Our exploration is grounded in the research discussions of the Phoenix Rising group from the Blue Mountains Women’s Health Centre, Katoomba, New South Wales, Australia. This group comprises 15 women living with chronic conditions and disabilities who have been meeting weekly for 2 years. They live with a wide range of chronic conditions, among them Parkinson’s disease, cancer, stroke, multiple sclerosis, Huntington’s disease, chronic fatigue syndrome, depression and chronic pain. None are curable, but all are determined to live as normal a life as possible. The meetings are facilitated by Suzanne. All vignettes in this chapter are either individual stories the women have told or composite stories that illustrate a theme. They have agreed to their stories being told in this chapter in this way. Paradoxically, what they are asking for from people working in the health professions seems surprisingly simple to give. What follows is what these women want us to tell you.
Living with chronic illness is a long, arduous journey. The constant compromise and coping with developing disability is an ever-increasing challenge. The frustration of dealing with reducing activity, loss of previously held freedoms and the changing/shrinking world around me means dealing with an unknown situation, on a regular basis. The effort that has to go into finding information is an exhausting process and occurs at a time of low energy. The emotional impact of receiving a sympathetic and supportive response could play a strong part in the process of healing. Helplessness, the overwhelming loss and feelings of lack of control can be overcome somewhat when practitioners recognize that the way they respond to the panic, stress and trauma associated with life-challenging diagnoses have such a tremendous impact on survival. (Phoenix Rising participant)

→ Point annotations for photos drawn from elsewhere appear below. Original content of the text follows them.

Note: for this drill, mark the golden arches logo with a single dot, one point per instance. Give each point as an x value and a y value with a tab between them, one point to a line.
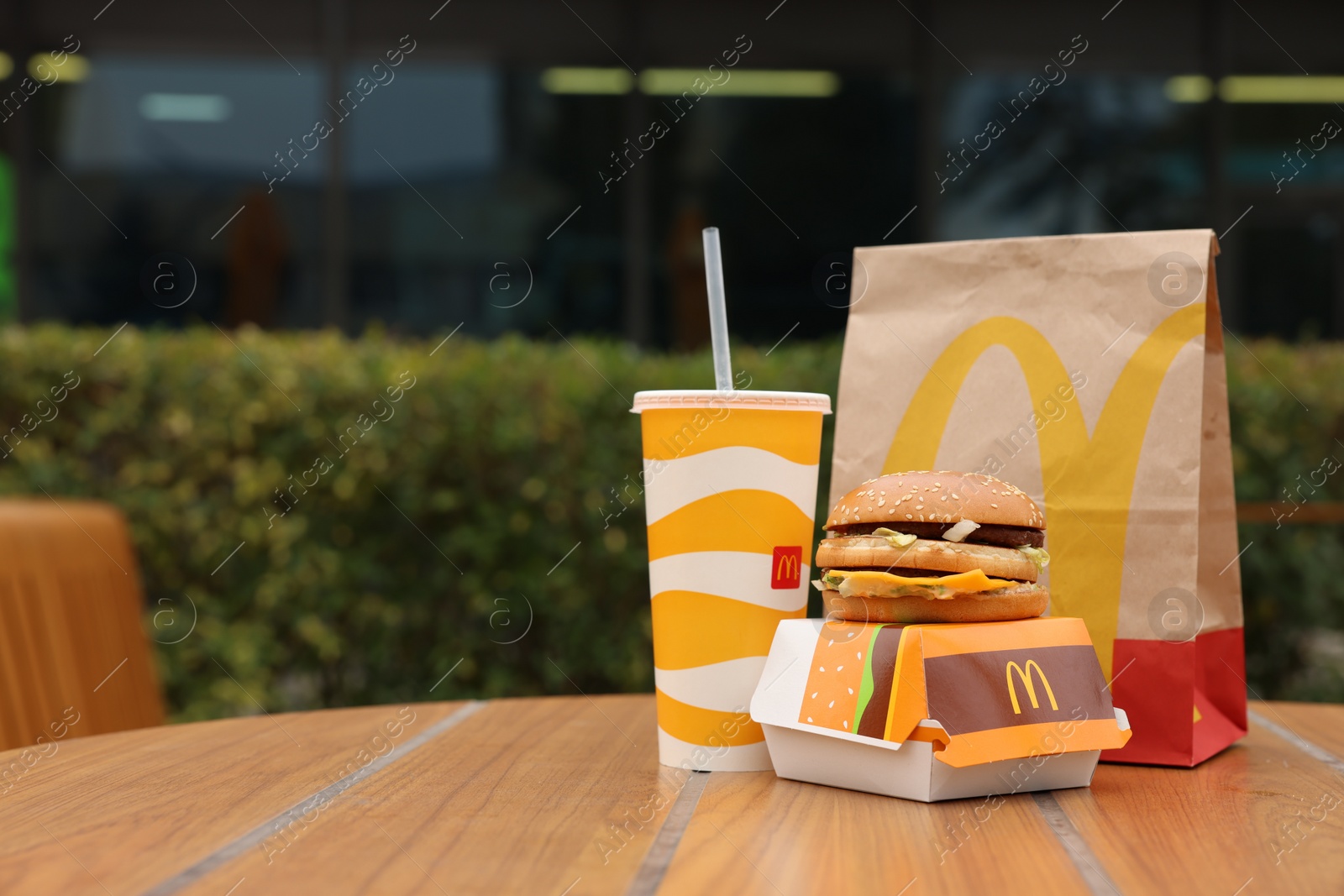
1089	481
1032	689
788	567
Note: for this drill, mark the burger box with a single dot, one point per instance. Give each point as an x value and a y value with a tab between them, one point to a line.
937	711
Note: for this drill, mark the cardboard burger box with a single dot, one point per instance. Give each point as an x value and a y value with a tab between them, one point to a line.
937	711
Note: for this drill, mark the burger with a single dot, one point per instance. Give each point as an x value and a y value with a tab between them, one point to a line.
933	547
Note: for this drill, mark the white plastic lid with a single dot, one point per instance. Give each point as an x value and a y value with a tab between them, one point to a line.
756	399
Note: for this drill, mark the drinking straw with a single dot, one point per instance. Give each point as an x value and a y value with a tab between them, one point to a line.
718	309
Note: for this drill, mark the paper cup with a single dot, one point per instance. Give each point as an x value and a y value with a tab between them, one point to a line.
730	492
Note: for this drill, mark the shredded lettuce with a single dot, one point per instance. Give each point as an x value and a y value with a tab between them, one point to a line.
1039	557
894	539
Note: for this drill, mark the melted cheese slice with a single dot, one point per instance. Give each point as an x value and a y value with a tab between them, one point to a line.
887	584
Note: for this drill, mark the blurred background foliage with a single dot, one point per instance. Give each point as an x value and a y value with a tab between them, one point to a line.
487	539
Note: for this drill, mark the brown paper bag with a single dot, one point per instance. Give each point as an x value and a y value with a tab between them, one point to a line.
1088	371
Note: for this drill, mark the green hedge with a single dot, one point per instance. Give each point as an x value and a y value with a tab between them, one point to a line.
447	528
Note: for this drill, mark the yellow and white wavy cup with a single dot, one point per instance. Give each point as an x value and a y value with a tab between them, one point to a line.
730	493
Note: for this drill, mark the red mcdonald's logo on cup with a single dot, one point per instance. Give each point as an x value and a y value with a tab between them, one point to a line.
786	567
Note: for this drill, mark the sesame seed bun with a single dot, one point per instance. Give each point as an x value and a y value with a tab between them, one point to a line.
1025	602
864	551
936	496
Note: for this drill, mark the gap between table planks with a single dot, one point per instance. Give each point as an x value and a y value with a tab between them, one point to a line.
123	812
517	799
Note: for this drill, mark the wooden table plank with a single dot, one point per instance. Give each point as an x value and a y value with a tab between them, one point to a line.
1214	828
123	812
1319	723
756	833
522	797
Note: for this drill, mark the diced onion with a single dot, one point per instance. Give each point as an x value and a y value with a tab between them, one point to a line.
960	531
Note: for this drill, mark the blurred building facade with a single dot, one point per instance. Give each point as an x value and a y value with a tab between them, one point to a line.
526	165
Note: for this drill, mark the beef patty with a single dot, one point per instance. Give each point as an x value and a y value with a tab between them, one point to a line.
1005	537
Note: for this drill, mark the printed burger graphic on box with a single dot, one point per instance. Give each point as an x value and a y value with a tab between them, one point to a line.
937	711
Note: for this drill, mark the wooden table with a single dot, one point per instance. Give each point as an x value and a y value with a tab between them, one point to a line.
564	795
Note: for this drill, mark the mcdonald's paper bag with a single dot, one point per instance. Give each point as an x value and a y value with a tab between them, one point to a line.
1088	371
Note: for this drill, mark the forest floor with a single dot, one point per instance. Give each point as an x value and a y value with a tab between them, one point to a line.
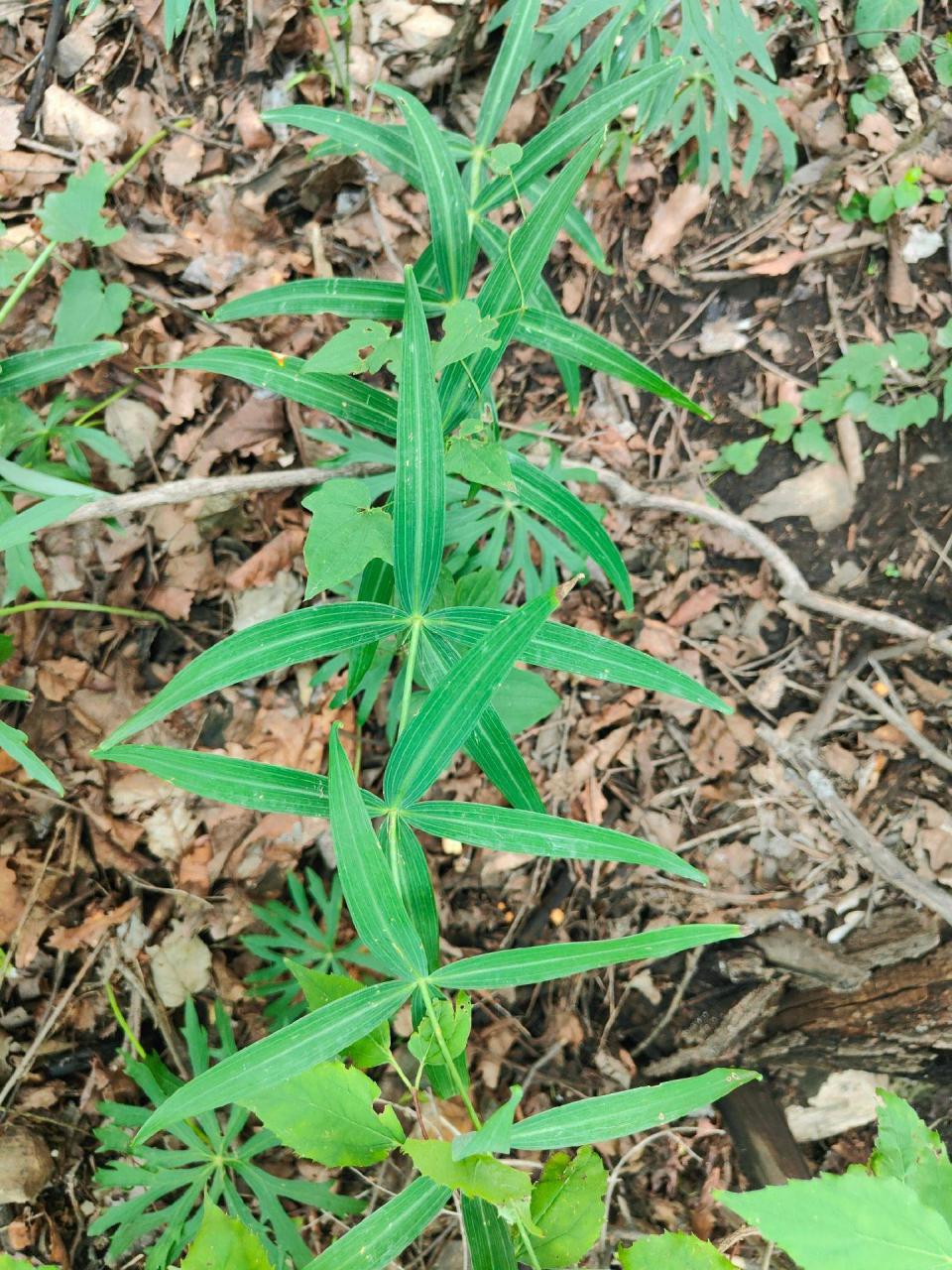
842	982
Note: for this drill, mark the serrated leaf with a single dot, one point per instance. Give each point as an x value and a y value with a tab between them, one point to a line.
453	707
263	648
616	1115
225	1243
375	905
419	492
77	211
479	1176
344	535
567	1206
326	1114
674	1252
535	833
382	1236
839	1222
513	968
89	308
317	1037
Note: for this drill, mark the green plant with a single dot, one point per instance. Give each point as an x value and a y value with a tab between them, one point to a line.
880	385
896	1209
211	1164
296	935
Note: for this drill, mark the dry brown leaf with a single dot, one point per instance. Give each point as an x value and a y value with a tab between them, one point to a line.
671	217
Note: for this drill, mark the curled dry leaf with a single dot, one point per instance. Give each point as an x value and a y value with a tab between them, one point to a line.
671	217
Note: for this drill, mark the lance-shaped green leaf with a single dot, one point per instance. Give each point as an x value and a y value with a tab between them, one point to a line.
509	64
259	786
453	707
419	493
576	652
312	1039
372	899
326	1114
373	1243
347	298
486	1236
506	291
27	370
261	649
556	334
534	833
570	130
561	508
443	190
616	1115
515	968
340	395
495	1134
490	744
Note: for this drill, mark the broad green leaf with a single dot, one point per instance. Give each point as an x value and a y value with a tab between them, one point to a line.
340	395
27	370
89	308
344	535
574	128
259	786
271	645
490	744
479	1176
567	1206
557	647
375	905
320	989
453	707
313	1039
19	529
674	1252
77	211
495	1134
512	280
508	67
326	1114
513	968
225	1243
534	833
382	1236
419	493
17	746
443	190
843	1222
911	1152
567	513
347	298
486	1236
616	1115
558	335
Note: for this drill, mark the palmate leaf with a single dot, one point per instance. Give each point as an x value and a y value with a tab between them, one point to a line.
385	1233
515	968
419	492
503	828
443	190
313	1039
616	1115
454	705
263	648
578	652
375	905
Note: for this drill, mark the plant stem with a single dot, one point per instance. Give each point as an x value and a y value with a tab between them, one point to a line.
22	286
77	606
409	668
451	1064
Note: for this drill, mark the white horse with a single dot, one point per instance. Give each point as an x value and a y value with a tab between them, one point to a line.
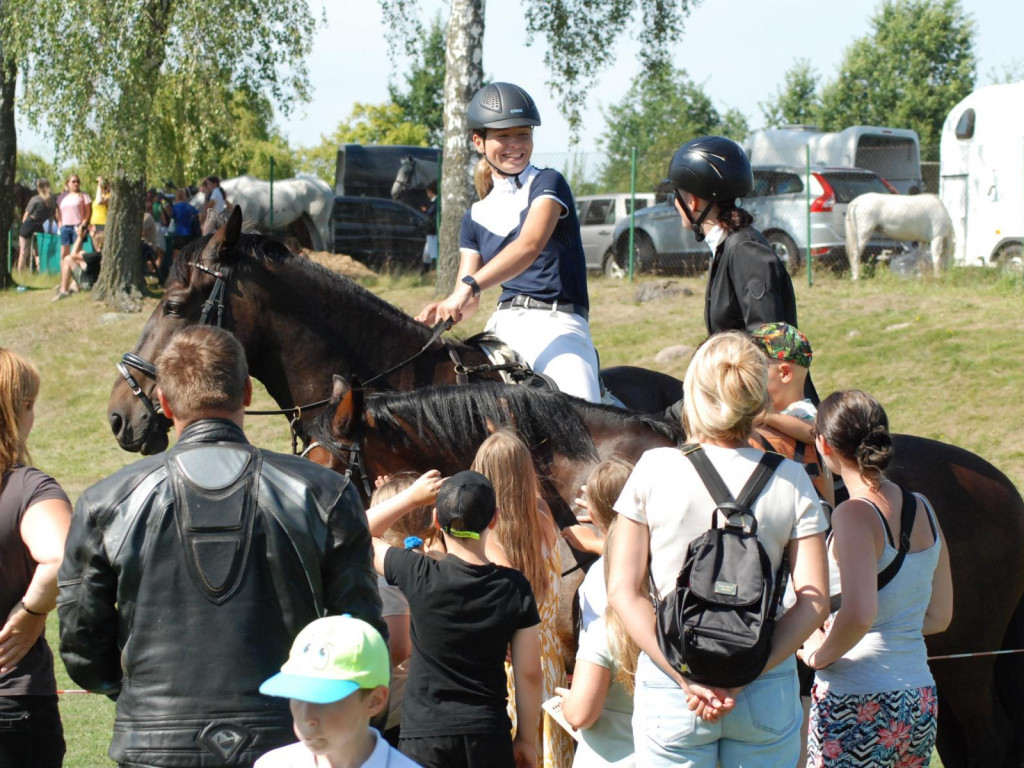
908	218
303	199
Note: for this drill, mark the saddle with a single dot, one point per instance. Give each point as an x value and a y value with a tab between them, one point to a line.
514	370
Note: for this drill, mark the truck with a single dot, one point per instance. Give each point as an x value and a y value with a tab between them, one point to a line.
894	154
981	175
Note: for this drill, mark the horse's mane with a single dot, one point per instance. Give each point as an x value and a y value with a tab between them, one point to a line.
326	294
446	419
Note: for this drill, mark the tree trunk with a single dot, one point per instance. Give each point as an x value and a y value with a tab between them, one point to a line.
8	161
122	281
463	76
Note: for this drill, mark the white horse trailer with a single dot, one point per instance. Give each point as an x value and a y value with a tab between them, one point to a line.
894	154
981	164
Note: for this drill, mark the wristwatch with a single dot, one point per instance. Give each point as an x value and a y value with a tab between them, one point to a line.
470	281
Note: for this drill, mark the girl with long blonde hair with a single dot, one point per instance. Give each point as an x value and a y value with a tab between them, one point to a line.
35	515
525	539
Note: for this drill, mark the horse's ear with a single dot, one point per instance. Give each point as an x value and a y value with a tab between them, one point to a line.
339	389
231	230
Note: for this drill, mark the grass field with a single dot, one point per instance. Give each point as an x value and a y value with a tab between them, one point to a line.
943	355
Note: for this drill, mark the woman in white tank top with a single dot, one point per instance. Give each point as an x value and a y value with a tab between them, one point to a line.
873	700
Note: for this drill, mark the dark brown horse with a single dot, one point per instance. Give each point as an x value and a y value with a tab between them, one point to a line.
300	323
979	509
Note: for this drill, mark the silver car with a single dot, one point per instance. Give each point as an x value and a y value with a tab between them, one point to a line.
660	242
598	215
779	205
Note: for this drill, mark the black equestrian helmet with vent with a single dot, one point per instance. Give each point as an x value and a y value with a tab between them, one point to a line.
714	168
502	105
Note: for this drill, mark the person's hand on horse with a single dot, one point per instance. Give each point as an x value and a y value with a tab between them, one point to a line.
707	702
452	307
424	489
17	636
584	539
810	647
428	315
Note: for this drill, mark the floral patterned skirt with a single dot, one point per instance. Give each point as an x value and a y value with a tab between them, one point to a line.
872	730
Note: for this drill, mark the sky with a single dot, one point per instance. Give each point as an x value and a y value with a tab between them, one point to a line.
739	50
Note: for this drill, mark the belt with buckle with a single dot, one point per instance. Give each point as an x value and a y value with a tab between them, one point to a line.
528	302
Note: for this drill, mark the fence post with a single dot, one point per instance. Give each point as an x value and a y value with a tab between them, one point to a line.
633	195
808	257
271	193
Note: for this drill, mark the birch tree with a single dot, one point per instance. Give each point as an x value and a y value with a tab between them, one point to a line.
96	70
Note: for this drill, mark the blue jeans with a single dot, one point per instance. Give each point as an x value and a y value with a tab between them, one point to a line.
69	235
31	733
763	730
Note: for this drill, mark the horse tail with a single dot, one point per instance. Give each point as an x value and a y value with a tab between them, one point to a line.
852	244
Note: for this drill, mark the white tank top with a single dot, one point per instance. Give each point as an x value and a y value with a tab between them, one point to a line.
892	654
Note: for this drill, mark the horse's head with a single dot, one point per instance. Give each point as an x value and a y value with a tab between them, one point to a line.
190	296
407	171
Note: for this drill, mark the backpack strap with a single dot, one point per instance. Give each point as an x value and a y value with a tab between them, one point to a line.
906	518
905	528
716	486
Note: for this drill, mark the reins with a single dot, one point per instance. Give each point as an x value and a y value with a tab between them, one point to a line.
215	305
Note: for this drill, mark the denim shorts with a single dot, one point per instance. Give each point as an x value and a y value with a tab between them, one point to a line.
763	730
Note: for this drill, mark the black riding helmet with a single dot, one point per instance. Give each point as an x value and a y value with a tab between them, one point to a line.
502	105
714	168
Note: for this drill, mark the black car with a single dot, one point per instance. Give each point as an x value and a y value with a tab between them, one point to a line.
382	233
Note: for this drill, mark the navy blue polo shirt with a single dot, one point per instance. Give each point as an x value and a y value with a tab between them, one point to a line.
559	272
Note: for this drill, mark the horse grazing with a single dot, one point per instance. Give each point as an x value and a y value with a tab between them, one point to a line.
302	205
909	218
298	324
981	513
411	182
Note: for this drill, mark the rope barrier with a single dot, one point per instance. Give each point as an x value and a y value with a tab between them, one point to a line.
972	655
930	658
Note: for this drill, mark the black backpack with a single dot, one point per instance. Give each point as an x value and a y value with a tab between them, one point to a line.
716	627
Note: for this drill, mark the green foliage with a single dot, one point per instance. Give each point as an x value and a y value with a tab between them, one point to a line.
582	36
1009	73
32	167
909	72
797	101
422	101
176	69
656	115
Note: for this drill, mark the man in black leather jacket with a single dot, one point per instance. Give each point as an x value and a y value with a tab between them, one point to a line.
187	574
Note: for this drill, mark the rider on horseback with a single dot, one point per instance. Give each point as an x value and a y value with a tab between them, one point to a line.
524	235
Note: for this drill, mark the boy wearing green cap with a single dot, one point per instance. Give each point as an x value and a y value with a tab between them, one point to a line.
336	677
466	613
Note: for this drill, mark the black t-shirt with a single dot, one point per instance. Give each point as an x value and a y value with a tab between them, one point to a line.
20	487
463	617
748	286
38	211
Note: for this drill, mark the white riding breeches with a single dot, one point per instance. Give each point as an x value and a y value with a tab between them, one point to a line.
556	344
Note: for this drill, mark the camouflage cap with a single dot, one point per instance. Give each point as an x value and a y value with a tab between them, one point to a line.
780	341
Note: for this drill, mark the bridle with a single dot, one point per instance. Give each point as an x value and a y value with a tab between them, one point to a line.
214	307
215	301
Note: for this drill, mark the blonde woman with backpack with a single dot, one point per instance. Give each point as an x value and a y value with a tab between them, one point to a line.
663	508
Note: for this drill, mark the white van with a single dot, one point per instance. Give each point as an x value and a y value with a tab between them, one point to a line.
598	214
894	154
981	169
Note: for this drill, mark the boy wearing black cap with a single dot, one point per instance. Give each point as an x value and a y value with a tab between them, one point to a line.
465	613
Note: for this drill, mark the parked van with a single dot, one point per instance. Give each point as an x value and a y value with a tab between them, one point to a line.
894	154
598	215
371	170
981	170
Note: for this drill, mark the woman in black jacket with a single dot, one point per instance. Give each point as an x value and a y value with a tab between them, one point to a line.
748	285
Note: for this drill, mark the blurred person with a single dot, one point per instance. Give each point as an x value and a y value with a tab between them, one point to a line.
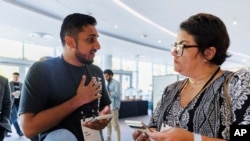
15	90
198	108
114	91
59	93
5	107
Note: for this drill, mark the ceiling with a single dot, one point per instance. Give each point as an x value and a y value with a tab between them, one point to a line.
133	29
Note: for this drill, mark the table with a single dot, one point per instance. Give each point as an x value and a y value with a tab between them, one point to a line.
132	108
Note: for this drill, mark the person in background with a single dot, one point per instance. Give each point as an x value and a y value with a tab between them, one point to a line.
61	94
198	108
5	107
114	91
15	90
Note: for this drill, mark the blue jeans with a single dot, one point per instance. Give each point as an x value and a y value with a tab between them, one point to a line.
60	135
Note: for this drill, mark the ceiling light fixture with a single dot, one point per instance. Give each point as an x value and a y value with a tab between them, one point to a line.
235	22
133	12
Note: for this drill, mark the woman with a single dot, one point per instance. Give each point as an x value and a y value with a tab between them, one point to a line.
196	109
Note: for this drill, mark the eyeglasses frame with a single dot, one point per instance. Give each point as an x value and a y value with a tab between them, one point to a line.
181	46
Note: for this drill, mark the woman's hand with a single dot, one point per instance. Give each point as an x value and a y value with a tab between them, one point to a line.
140	136
172	134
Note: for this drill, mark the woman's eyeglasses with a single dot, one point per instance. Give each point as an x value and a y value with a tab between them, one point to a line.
178	48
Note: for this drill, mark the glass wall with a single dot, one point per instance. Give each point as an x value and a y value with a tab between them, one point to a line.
135	75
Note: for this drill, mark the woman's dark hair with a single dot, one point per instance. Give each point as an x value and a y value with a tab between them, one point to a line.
208	30
73	24
109	72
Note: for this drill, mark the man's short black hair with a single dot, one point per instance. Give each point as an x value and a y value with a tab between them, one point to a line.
108	71
73	24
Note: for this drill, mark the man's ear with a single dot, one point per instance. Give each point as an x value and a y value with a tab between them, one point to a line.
70	41
210	53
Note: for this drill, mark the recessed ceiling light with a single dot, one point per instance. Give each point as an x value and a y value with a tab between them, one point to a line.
235	22
41	35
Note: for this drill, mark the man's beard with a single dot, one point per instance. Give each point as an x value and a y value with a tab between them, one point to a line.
81	58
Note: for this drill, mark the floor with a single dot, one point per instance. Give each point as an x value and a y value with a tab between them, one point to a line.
126	132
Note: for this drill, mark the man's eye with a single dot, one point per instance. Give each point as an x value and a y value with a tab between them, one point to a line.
90	40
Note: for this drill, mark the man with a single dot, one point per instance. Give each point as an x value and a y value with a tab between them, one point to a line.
114	91
5	106
15	90
60	93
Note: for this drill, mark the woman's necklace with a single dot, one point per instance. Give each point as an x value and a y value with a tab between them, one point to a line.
179	115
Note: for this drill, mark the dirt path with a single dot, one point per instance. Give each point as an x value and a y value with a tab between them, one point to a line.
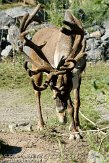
49	146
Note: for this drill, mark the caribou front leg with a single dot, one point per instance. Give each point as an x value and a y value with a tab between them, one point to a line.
38	79
72	127
76	110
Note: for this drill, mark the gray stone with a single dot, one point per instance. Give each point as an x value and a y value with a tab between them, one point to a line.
20	127
5	20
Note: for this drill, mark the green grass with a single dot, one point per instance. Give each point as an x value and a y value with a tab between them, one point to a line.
95	80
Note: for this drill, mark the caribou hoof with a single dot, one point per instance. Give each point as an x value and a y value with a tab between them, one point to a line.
75	136
40	127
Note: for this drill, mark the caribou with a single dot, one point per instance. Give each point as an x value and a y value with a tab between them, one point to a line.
60	54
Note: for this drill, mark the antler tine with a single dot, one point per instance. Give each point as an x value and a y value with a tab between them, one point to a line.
31	16
22	24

Some people who are diagnosed with a chronic illness or disability do not get better, are not cured and never return to ‘normal’. People working across the whole spectrum of the health professions both know and avoid acknowledging and dealing with this reality. The dominant narrative, or belief, is that once diagnosed you will be treated, and then you will be cured. All energies, all treatments and all interventions are geared to the goal that it is possible to get better. This is the promise of science and medicine. Yet science and medicine do not completely understand how to prevent or cure a wide range of conditions that become chronic. There may be much that medicine can do to relieve symptoms and improve the prognosis, but the brute fact of chronicity and permanent illness identity remains. For these people, the restitution narrative has failed. They will not necessarily be ‘restored’ to heath.
When someone develops a chronic illness they need to work out an identity, a self narrative, that will enable them to continue living while under the constant physical, mental and emotional assaults of life-changing challenges that make it difficult to feel like themselves anymore. We include disability with chronic illness under the term ‘chronic condition’, by which we refer to any disease or impairment of body or mind that is not yet curable by any branch of medicine. This includes congenital forms of disability. We are aware that many people who see themselves as disabled resist being thought of as ill, even chronically ill. Our working definition of a chronic condition is that it is defined by medicine as an abnormal condition, and even if it cannot be cured medicine holds authority over it. Whether the patient resists the classification of disability as an illness, medicine still regards it as deviation from normal, and social attitudes to abnormal conditions follow the lead of medicine. This leads to the challenging issue of where patient narratives fit in the clinical decision-making process. On the one hand we challenge practitioners to listen well to the narratives and expert knowledge of people with chronic illnesses. On the other hand, perhaps we should replace the terms clinical (pertaining to biomedical pathology) and decision making (commonly implying a dominant role for, and expertise of, the practitioner) with lifestyle negotiation, where partners with different areas of expertise and potential contributions negotiate on ways of supporting the client’s optimal lifestyle. In this way practitioners are recognizing and honouring the fact that, although stranded in illness as far as their medical status is concerned, people who live with a chronic condition try to create a way of life that makes them feel normal, autonomous and efficacious. The first step in this process is gaining an understanding of what it means to live, indeed flourish, beyond the restitution narrative. So how do people with chronic conditions try to create a new ‘normal’ for themselves? What are the supports and barriers in this re-narrativization process?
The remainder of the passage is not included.